Currid also questions whether every Mesopotamian ANE text that is claimed to be the source of OT texts really is all that similar to the OT text. “Indeed, important parallels do exist between the two; however, one wonders whether these parallels have not been overly emphasized to the detriment of cosmogonic parallels among other societies of the ancient Near East.” He proceeds to document in several chapters that the parallels between OT texts and ANE texts are abundant, and not limited to one culture or language. This fact worries many people and leads critical scholars to conclude that the biblical text is, therefore, not unique, and consequently our concept of inspiration and inerrancy must change.
It perhaps would be helpful for OT scholars who feel that there is no way to preserve the traditional view of inerrancy in the face of these issues to consider the doctrine of the universal implanted knowledge of God (Romans 1:18-23). The ANE creation and flood accounts (among others) that parallel the OT accounts are best explained, I believe, by an understanding that every person has a knowledge of God from birth, yet suppresses that knowledge and exchanges it for a lie. Societally this could mean that early civilizations retained knowledge of the creation and flood, yet exchanged the truth of these events as sovereignly initiated by Yahweh for pagan myths. As a result, many ANE texts written before their OT parallels were partially distorted, pagan cosmogonies developed in rebellion from the truth and rejection of Yahweh. The OT texts, therefore, serve a twofold purpose: reveal the true accounts of the origin of the universe, AND refute the parasitic, counterfeit pagan accounts with the truth.

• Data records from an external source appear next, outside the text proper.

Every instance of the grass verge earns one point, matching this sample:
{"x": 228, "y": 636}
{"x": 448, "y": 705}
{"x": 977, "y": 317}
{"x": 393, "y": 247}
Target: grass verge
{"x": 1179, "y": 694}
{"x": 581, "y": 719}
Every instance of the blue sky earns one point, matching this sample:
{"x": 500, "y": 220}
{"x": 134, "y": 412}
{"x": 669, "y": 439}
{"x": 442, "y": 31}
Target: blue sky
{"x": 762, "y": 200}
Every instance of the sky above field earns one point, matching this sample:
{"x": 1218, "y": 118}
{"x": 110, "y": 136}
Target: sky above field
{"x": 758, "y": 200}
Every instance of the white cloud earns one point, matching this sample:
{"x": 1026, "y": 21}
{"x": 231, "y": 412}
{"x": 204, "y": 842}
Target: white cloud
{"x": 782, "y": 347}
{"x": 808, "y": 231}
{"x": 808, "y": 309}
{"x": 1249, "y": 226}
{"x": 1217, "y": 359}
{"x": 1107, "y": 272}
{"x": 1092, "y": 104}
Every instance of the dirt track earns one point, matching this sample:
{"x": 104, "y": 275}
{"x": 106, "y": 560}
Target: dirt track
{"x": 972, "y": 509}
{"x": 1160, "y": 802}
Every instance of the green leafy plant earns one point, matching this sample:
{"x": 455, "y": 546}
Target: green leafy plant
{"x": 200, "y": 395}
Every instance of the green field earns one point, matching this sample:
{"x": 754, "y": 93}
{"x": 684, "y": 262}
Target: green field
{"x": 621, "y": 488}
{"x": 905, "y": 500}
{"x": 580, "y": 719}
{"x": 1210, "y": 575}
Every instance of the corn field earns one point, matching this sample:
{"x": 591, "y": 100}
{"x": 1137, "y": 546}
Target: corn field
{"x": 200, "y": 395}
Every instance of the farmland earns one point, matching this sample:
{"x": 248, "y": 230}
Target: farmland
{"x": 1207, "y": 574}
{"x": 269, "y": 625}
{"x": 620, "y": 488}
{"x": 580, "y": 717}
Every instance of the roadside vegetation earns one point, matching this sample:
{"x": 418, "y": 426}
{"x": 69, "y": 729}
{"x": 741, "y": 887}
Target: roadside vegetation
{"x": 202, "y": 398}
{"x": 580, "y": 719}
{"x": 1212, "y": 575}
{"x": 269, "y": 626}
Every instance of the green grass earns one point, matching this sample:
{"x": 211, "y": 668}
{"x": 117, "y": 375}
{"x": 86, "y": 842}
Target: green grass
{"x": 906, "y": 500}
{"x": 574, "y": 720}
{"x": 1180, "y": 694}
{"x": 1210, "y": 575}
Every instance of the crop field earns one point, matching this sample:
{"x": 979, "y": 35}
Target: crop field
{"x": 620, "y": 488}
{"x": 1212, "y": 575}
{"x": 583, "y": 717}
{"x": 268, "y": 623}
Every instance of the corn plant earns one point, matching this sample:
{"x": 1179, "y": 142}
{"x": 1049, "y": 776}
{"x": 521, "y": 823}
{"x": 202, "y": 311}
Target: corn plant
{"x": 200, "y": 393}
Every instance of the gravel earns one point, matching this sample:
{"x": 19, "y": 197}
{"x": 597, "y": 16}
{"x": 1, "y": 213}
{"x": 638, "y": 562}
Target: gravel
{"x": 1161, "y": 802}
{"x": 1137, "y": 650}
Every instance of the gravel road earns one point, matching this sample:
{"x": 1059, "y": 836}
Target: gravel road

Surprisingly, few OT scholars have considered this possibility, which has the explanatory power needed for the most significant challenges in OT studies. This oversight may arise for any number of unfortunate reasons. Either these scholars are unfamiliar with this concept, or they don’t find it has sufficient explanatory power, or finally, they may already have a pre-commitment to the OT as a document of its times, with no revelatory uniqueness. Either way, it is unfortunate that only a few scholars, such as Currid, leave room in their proposals for an idea that is effective and faithful.
Currid concludes his book with a cautious approach to OT studies that belies a humble, yet confident belief in the reliability of Scripture. “Polemical theology certainly does not answer every question about the relationship of the Old Testament to ancient Near Eastern literature and life. There is much to that relationship that simply cannot be understood and explained by the use of polemics.” At times, however, he argues that polemical theology can serve as a solid and reliable interpretive lens by which one can provide explanations for the relationship between ANE and OT parallels.
I highly recommend Currid’s book for those who have encountered some of the problems of OT studies. He documents enough parallels to demonstrate his argument convincingly. Additionally, he provides a creative solution to the challenges of OT studies that doesn’t require an abandonment of inerrancy as has been traditionally held. Against the Gods is highly beneficial to the body of Christ and to OT scholarship. He is to be commended for his valuable and faithful work.